There is no doubt in the science community, the expansion of the universe is accelerating! The reason behind this acceleration is one of the most challenging contemporary puzzles, and this is where the concept of dark energy comes in. Accounting for 68% of the energy in the universe, dark energy is at the same time responsible for the acceleration of the expansion of the universe. However, the crucial question remains: What could dark energy be?
To understand dark energy, let’s first take a first look at the Universe’s history described by the Big Bang theory initially proposed by Georges Lemaître, and confirmed by Edwin Hubble. In its early stages, the universe was an extremely hot and dense mixture of particles and light. With its expansion, it finally cooled down and was then able to form atoms, stars and galaxies to become what we observe today. Early models of the universe’s mass content suggested that the expansion should slowing down due to the gravitational pull of matter. However, in 1998, two independent teams – the Supernova Cosmology project and the High-Z supernovae search team, in which 2011 Nobel Prize winners Saul Perlmutter, Brian Paul Schmidt, and Adam Riess are members – discovered that the expansion was not at all slowing down, but rather accelerating!
Courtesy NASA/JPL-Caltech.
Something is pushing the universe to expand faster and faster but does not seem to be directly detectable by our telescopes or particle detectors. Its presence can only be inferred from the observation of the large-scale structure and its dynamics. This led scientists to propose the existence of “dark energy”. Since then the suspect has had a name, however its nature, origin and composition remain mysterious.
The most prevalent hypothesis is that of a cosmological constant, also referred to as vacuum energy. Initially proposed by Albert Einstein as part of its equations of general relativity, it never really fit in at the beginning. While at the time it was thought that the universe might be static, the cosmological constant was then abandoned with the discovery of the expansion of the universe. Today, the cosmological constant resurfaces to potentially explain dark energy. This hypothesis states that space is not really empty, but rather contains a constant energy density in every region of space that drives the accelerated expansion of the universe. This implies that space’s energy content remains the same over time and across different regions of the universe, and does not vary with the expansion of the universe nor with the presence of matter or radiation.
However, this concept just by itself cannot fully explain the observations. Indeed, the predicted value of the cosmological constant based on quantum field theory is around 120 orders of magnitude larger than the observed value! This large deviation between theory and observation is currently unexplained and constitutes a fine-tuning problem, raising questions about the underlying physical principles. In addition, the timing of the accelerated expansion raises a question. In the cosmological model – Lambda Cold dark matter model – dark energy only dominates the energy content of the universe in recent cosmic history, which also happens to correspond to the epoch when matter density and dark energy density became comparable. Is this a coincidence? This definitely requires more investigations – scientists do not like coincidences.

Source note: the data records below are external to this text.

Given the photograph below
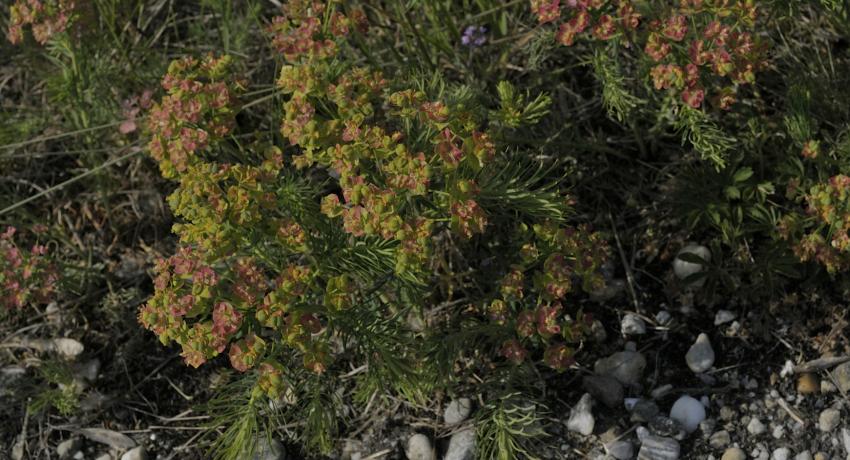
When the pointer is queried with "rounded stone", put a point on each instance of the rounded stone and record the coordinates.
(683, 269)
(419, 448)
(734, 453)
(457, 411)
(807, 384)
(625, 366)
(829, 420)
(700, 356)
(689, 412)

Another hypothesis that could explain the nature of dark energy is related to a new type of field or particle that yet needs to be discovered. To compensate for the attractive force of gravitation and to bring the universe to expand at an accelerated rate, this new fundamental force or quintessence will have to be repulsive.
The third main hypothesis for dark energy is to question Einstein theory of general relativity. What if gravity behaved differently at large scale?
Despite its mysterious nature, dark energy is estimated to account for 68% of the total energy content of the universe, with dark matter accounting for roughly 27%, and ordinary matter making up just 5%. In other words, dark energy currently – and in the future – plays a dominant role in shaping the fate of the Universe!
Credits: ESA
The mysterious nature of dark energy leaves scientists with an exciting and open field of research. Some theories suggest that dark energy might not be constant over time, this would have profound implications for our understanding of the Universe’s past and future. New discoveries in fundamental physics could also shed light on the true nature of dark energy. Understanding dark energy is not only a fundamental puzzle in cosmology but also could help us understand the universe’s ultimate fate. Will the expansion continue indefinitely, or will dark energy cause a “Big Rip” where it becomes so dominant that it tears apart galaxies, stars, and even atoms?
So, what could dark energy be? Well, that’s a question that scientists are actively exploring with Euclid by looking at the large-scale structure of the universe. They will map the distribution of galaxies and measure their properties and directly the universe’s expansion history across cosmic history.
While we still have much to learn, the quest to unravel the mysteries of dark energy, its mysterious properties and its influence on the cosmos pose an exciting area of research for scientists of the Euclid Consortium.